La jeunesse et la vie de Maria Malard au Maroc lui apportent une multitude de sources d’inspiration. Elle a été toujours fascinée et exceptionnellement stimulée par la magie de la lumière. C’est toute une synesthésie qui lui a permis d’entendre les couleurs comme des sons musicaux. Sa fascination pour les couleurs claires donne une idée générale sur sa dimension naturelle : « L’important pour moi, c’est la couleur : je suis une coloriste. Ensuite viennent les matières. »,nous révèle l’artiste.

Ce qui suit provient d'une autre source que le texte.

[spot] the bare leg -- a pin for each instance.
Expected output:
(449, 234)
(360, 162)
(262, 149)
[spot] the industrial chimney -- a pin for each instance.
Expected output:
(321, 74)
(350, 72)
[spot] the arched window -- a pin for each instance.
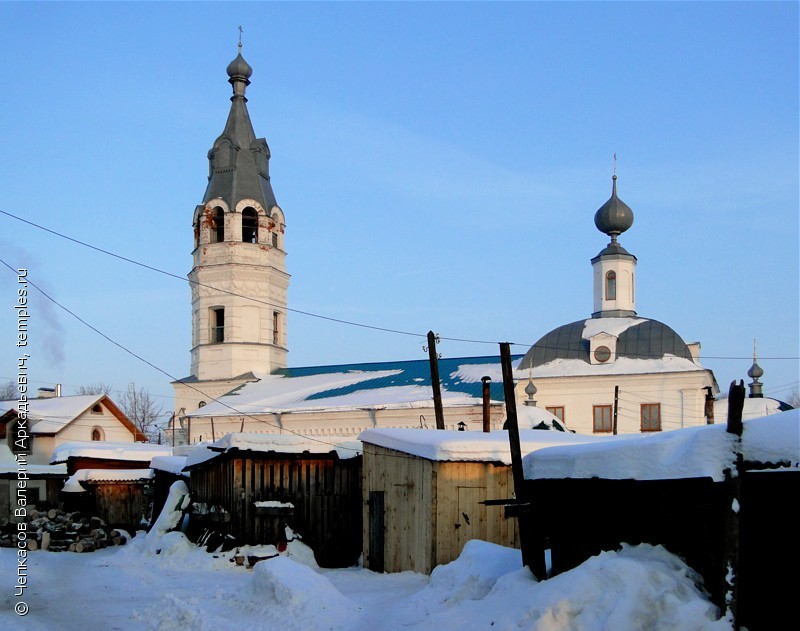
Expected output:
(217, 322)
(611, 286)
(217, 225)
(249, 225)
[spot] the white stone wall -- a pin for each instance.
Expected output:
(247, 280)
(680, 394)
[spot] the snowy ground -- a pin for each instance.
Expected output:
(184, 587)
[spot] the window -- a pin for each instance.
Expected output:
(249, 225)
(602, 418)
(217, 225)
(651, 417)
(557, 411)
(18, 444)
(602, 354)
(611, 286)
(217, 325)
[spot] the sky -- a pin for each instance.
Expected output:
(439, 166)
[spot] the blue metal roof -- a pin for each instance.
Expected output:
(415, 372)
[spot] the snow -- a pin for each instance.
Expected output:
(109, 450)
(178, 586)
(276, 393)
(451, 445)
(73, 483)
(345, 447)
(620, 366)
(686, 453)
(9, 464)
(169, 464)
(612, 326)
(51, 415)
(753, 408)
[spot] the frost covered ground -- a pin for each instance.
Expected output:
(171, 584)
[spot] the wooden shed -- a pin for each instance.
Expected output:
(251, 486)
(121, 497)
(423, 493)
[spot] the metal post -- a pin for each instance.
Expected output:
(437, 388)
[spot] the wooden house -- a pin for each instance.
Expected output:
(252, 486)
(107, 455)
(676, 489)
(423, 493)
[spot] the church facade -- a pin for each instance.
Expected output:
(612, 373)
(617, 372)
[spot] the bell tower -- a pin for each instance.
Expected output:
(238, 280)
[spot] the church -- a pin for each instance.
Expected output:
(612, 373)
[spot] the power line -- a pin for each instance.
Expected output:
(317, 315)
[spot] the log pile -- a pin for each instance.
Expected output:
(57, 531)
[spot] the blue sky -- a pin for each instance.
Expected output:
(439, 166)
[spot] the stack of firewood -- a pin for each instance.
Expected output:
(56, 530)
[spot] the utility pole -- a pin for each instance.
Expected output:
(437, 388)
(486, 393)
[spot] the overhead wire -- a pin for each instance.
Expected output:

Maria Malard a l’impression de se mouvoir dans ses tableaux égorgés par les couleurs les plus chatoyantes. Son étude des textes mystiques a jailli sur son œuvre autobiographique, en s’inspirant de l’artiste russe Wassily Kandinsky qui a écrit que « la couleur est le clavier, les yeux sont les marteaux et l’âme est le piano avec les cordes. »
La nécessité intérieure demeure le principe de l’art pictural et le fondement de l’harmonie des formes et des couleurs. C’est tout un art d’assurer le contact efficace de la forme avec l’âme humaine. Toute forme est la délimitation d’une surface par une autre, elle possède un contenu intérieur qui est l’effet qu’elle produit sur celui qui la regarde avec attention. Le mysticisme a eu une grande influence sur l’art de Maria Malard qui ne cherche pas à représenter catégoriquement le monde extérieur mais simplement à exprimer de façon spontanée des sentiments intérieurs à l’âme humaine. L’artiste introduit parfois des textes de Oumar Khayam et Jalal Iddine Roumi pour marquer cette dimension mystique plus élaborée et plus longuement contemplée comme une prière énigmatique devant l’absolu.
Dans ses œuvres récentes, un certain nombre de caractéristiques sautent immédiatement aux yeux tandis que certaines sonorités sont plus discrètes latentes, c’est-à-dire qu’elles ne se révèlent que progressivement à celles qui font l’effort d’approfondir leur rapport avec l’œuvre et d’affiner leur regard :les masques africains, les palmiers bleus, le désert, la pureté, la sainteté, les marabouts encadrés de noir, les dômes, le bleu de porcelaine de Chine, le deuil de son mari, les signes chinois, le collage et la matière, la calligraphie arabe, la couleur dorée, une grande tristesse intérieure, le rouge comme couleur chaude et agitée, les formes qui possèdent une force immense, le mouvement en soi…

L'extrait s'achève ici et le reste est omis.